Die ersten 100km schaffen wir an einem Tag. Über etwa 45km schiebt uns der Wind von hinten durch die karge Landschaft. Dann knickt die Straße ab und der Wind knallt mit voller Stärke in unsere Seite. Nebenbei ist er noch sehr böig, wir haben totale Schräglage und taumeln nur so auf der Fahrbahn herum. Auch die entgegenkommenden Motoradfahrer hängen krampfhaft an ihren Lenkern. Genächtigt wird unter dem Vordach eines Bauhofs, dem einzigen windgeschütztem Platz weit und breit und der Bauhofmitarbeiter bringt uns noch  vier Liter Wasser.

 

Am nächsten Tag verlassen wir die Routa 40 und fahren nun gegen extremen Wind auf einer miserablen Schotterpiste nach Tapi Aike. Der Wind hier im argentinischen Patagonien hat andere Dimensionen als auf chilenischer Seite. Er stürmt den ganzen Tag mit sich minütlich ändernder Intensität. Er rüttelt und schüttelt an den Rädern und an den Nerven. Trotzdem ist der anstrengende Tag sehr abwechslungsreich. Am Wegesrand sehen wir wieder Nandus, Guanakos und ein Stinktier. Am Ende der Schotterpiste ist wieder ein Bauhof und wir dürfen in einem Zimmer eines Bauwohnanhängers übernachten. Beim Bauhof befindet sich auch eine Polizeistation, in der wir duschen und zu Abend essen. Wir können uns des Eindrucks nicht erwehren, dass hier Radfahrer wichtiger sind als Straßenbau und Verkehrskontrollen - schön.
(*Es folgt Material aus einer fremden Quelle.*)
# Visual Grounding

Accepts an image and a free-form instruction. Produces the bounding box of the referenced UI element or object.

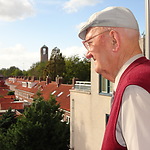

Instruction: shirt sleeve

Ab Tapi Aike fahren wir wieder auf Asphalt, auch rüttelt der Wind nicht mehr an einem. Er kommt mit voller Stärke direkt von vorn. Von der Straße aus haben wir den ganzen Vormittag einen super Blick auf die Torres del Paine. Zu Mittag gegessen wird im windgeschützten Straßengraben. Dann wechselt auf einmal die Landschaft, die Hügel sind grün und zum Teil bewaldet. Überall sind große Margaritenflächen . Was auch wechselt ist die Windrichtung, er bläst nun mal von vorne, mal von hinten, mal von der Seite. Eine Böe schmeißt Britta im Stand vom Rad. An einem Bach können wir Wasser nachtanken und wir finden auch eine schöne Möglichkeit zum Campen. Um zum Zeltplatz zu gelangen müssen wir einen kleinen Fluss durchqueren, was an dem warmen, sonnigen Abend eine angenehme Erfrischung darstellt.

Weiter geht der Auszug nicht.